Стоя спиной к ветру, паромщик прикрывал ладонью пламя спички и пытался закурить, когда машина неожиданно взревела во всю свою былую мощь. Порыв ветра дунул курильщику в горсть и погасил огонек. С удивленным возгласом, тотчас перешедшим в перхающий смешок, паромщик обернулся к Берингу.

— Как же это?.. Как ты его?..

Собачий Король сидел в рулевой рубке и едва приподнял голову, когда понтон начал рвать якорную цепь. Тень перепуганной стаи чаек скользнула по камышам и вагонеткам. Кильватерная струя вскипела пеной.

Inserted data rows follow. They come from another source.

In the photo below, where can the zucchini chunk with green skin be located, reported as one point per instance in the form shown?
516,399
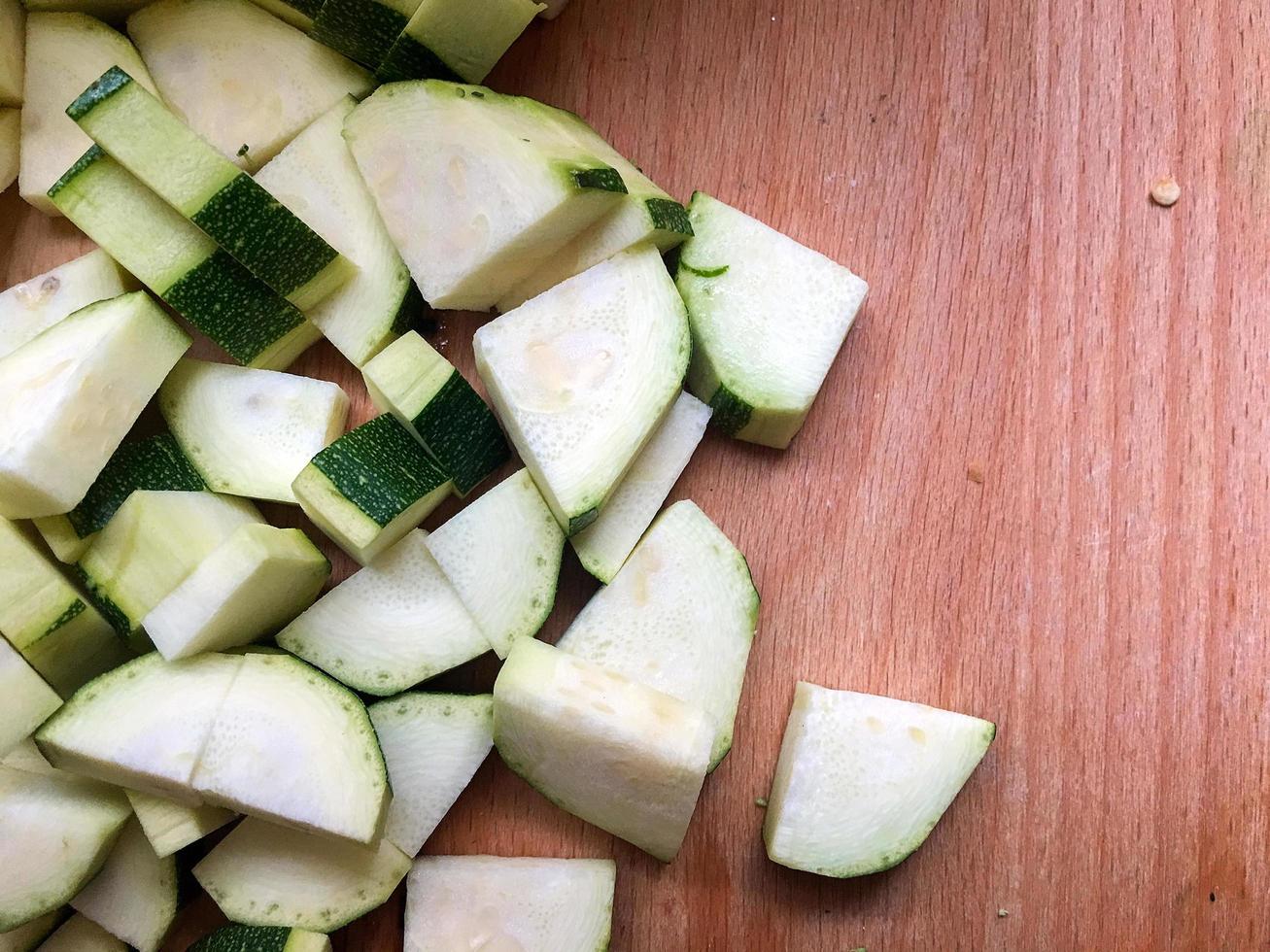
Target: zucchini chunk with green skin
135,895
610,750
69,397
255,583
678,617
390,626
455,41
38,303
315,178
181,264
496,175
371,487
143,725
432,400
48,621
248,431
65,52
514,902
144,136
170,825
769,315
863,779
271,80
603,546
509,527
263,874
433,745
292,746
582,375
54,834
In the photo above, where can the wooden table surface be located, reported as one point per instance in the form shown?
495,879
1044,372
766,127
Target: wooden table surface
1035,487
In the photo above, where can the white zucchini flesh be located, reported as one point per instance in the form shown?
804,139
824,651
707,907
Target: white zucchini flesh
255,583
863,779
251,431
65,52
390,626
40,302
133,897
315,178
54,834
433,745
610,750
263,874
582,375
294,748
603,546
269,79
69,397
170,825
528,904
512,528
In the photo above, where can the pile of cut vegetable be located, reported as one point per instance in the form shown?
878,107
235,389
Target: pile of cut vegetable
269,175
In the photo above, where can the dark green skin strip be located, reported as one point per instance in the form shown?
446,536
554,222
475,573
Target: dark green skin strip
155,463
380,468
463,433
264,235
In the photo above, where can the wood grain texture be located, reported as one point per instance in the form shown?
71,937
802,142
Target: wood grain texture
1035,487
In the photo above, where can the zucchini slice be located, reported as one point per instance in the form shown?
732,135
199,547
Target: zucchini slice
271,80
500,185
522,902
293,746
610,750
582,375
38,303
678,617
65,52
432,400
263,874
603,546
769,315
315,178
249,587
181,264
433,745
371,487
69,397
863,779
133,897
390,626
248,431
54,834
512,528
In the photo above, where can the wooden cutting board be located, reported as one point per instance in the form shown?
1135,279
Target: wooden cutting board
1037,484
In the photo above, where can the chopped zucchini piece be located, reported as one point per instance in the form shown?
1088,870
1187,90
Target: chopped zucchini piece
69,397
432,400
315,178
249,433
271,80
433,745
501,187
863,779
263,874
769,315
582,375
255,583
501,554
390,626
603,546
509,902
371,487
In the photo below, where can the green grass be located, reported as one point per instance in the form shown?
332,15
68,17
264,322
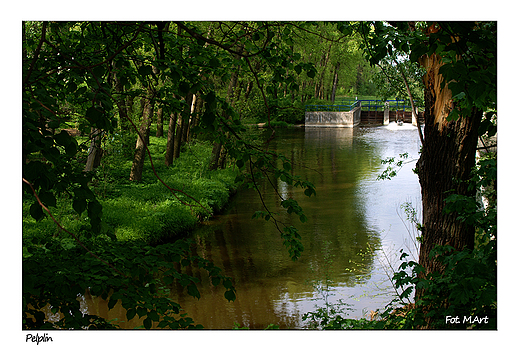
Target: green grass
147,210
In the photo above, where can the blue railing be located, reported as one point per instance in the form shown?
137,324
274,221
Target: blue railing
366,105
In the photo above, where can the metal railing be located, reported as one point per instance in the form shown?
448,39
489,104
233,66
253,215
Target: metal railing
366,105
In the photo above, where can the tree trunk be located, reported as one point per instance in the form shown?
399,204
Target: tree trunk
94,152
160,131
136,172
448,156
168,158
215,156
335,82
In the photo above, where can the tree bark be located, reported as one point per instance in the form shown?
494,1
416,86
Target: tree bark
168,158
160,131
136,172
94,152
335,82
447,158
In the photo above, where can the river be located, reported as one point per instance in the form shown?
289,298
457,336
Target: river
354,231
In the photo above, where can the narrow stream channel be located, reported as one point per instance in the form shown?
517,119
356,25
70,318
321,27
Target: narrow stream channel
354,231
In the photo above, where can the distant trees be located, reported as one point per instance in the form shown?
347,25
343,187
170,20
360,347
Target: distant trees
460,87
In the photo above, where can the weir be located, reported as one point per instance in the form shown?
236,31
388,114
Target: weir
333,118
360,112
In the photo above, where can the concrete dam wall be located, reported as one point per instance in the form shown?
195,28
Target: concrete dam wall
333,118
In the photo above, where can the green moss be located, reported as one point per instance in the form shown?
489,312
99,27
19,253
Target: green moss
146,210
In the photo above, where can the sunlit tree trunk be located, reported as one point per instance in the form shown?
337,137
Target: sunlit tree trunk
447,157
335,82
168,157
94,152
136,172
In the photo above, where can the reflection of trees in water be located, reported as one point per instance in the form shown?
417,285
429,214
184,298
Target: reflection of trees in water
270,287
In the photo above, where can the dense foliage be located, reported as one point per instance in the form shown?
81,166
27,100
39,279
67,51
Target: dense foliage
92,92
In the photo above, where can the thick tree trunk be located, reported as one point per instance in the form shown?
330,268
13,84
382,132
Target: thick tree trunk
447,157
335,82
168,158
94,152
160,131
215,156
136,172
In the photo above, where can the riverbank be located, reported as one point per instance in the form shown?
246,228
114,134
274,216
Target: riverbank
146,211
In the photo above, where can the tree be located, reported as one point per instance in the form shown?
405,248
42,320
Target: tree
460,100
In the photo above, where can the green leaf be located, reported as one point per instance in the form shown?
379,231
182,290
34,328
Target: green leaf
214,62
130,313
145,70
36,211
230,295
79,205
227,283
93,114
147,323
63,139
111,303
193,291
48,199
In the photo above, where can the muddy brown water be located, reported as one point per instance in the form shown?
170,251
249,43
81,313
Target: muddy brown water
354,230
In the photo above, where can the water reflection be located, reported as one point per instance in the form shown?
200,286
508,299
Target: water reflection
351,217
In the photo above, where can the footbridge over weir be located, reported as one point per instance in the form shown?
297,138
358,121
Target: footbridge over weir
358,112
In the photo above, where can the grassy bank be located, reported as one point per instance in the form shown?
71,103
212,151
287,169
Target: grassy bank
144,210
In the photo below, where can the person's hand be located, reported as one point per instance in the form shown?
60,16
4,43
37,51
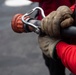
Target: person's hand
47,44
61,18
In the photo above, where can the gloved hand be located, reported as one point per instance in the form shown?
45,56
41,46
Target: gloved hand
47,44
60,18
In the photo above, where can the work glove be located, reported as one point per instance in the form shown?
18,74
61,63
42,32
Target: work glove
61,18
47,45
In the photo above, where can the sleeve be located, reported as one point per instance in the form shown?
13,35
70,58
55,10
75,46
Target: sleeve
35,0
67,54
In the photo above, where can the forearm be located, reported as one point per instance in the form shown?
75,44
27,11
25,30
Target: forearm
67,54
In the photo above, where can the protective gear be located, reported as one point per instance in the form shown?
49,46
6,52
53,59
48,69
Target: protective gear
60,18
47,44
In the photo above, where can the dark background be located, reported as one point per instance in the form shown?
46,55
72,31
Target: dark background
19,53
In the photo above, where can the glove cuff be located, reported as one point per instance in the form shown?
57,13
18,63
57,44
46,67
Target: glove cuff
52,50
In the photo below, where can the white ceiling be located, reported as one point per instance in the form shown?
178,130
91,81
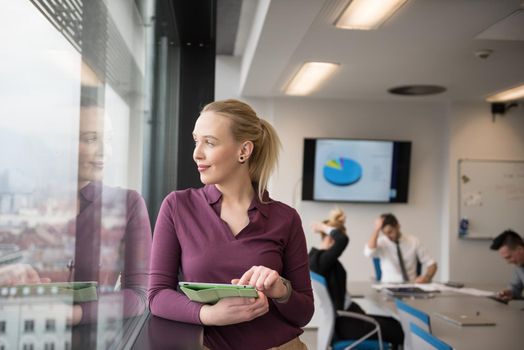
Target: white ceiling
425,42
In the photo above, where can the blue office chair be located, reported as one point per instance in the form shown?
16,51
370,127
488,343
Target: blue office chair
326,316
410,315
422,340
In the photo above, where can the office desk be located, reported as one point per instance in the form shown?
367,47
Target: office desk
507,334
41,322
159,333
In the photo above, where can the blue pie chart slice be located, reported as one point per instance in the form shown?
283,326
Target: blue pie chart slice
342,171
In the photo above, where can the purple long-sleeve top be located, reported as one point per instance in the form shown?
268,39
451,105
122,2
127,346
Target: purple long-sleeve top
192,240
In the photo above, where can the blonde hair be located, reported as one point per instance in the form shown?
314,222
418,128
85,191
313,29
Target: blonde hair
247,126
336,219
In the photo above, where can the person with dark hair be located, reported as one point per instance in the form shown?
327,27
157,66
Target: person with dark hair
399,253
231,231
510,246
324,261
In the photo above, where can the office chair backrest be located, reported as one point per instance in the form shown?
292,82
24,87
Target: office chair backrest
422,340
378,270
325,310
408,314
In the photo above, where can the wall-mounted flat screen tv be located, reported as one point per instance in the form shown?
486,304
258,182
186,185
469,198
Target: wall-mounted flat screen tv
354,170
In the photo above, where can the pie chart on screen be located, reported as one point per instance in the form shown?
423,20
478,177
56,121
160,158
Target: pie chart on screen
342,171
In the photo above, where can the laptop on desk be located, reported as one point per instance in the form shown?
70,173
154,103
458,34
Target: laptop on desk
406,292
463,319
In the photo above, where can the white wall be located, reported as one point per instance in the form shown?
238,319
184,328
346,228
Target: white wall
422,123
474,135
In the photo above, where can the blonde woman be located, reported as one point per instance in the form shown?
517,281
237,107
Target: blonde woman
231,231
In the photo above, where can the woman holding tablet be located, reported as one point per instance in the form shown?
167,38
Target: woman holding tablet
231,231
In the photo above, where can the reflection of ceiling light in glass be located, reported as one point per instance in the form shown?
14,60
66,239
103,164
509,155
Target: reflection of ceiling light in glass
309,77
512,94
417,90
367,14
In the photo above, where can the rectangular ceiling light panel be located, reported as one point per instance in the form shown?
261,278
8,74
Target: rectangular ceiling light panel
367,14
309,77
512,94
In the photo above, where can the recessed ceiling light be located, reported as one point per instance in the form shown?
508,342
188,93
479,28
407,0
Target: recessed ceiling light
417,90
367,14
515,93
309,77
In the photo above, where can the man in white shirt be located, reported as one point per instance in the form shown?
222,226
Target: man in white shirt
398,253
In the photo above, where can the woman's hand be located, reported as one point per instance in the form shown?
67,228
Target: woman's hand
264,280
234,310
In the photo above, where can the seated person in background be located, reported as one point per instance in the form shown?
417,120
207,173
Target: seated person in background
398,253
324,261
511,247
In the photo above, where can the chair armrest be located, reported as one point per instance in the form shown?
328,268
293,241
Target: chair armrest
356,315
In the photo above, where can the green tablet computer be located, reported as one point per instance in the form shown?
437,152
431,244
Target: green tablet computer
210,293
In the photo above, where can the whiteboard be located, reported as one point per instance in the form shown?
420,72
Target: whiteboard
491,197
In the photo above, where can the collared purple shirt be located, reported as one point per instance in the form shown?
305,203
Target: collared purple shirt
190,238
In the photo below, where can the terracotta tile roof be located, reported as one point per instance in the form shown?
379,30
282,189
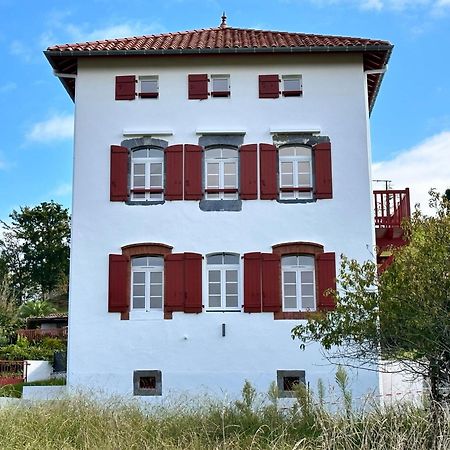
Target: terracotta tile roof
223,40
219,38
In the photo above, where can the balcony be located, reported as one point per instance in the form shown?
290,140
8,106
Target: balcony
38,333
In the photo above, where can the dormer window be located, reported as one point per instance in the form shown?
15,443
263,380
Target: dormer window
148,86
292,85
220,85
147,169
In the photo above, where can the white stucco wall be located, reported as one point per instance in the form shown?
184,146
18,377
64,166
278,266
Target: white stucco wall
189,349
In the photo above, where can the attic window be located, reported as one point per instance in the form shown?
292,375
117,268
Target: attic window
148,86
220,85
292,85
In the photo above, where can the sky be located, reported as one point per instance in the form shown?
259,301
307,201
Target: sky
410,123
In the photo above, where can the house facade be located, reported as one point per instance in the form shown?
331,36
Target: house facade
218,176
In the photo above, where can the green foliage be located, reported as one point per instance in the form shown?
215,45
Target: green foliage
39,350
404,315
35,249
36,308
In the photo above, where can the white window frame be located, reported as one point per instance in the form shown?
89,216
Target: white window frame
223,268
220,93
221,161
148,162
298,270
153,94
147,270
295,193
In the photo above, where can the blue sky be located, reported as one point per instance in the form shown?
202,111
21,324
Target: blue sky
410,122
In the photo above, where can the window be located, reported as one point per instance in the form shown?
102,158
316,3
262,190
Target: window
147,179
147,382
292,85
148,86
288,380
295,168
298,283
221,173
223,281
147,283
220,85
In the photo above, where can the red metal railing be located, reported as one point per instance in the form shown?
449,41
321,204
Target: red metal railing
391,207
38,333
12,372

Беринг отпустил трос газа и в затихающем реве на миг отдался во власть того дивного, быстролетного чувства облегчения, которое охватывало его только после решения какой-нибудь механической проблемы, и ни удержать его, ни продлить было невозможно. В такие мгновения было безразлично, искал ли он решение часами, сутками или затратил на поиски всего-навсего несколько минут, — как только под его руками поврежденная механическая система опять начинала работать безупречно, он испытывал нечто сродни той победной легкости, какую угадывал лишь у взлетающих птиц. Ему бы только оттолкнуться от мира, и тот уплывет у него из-под ног.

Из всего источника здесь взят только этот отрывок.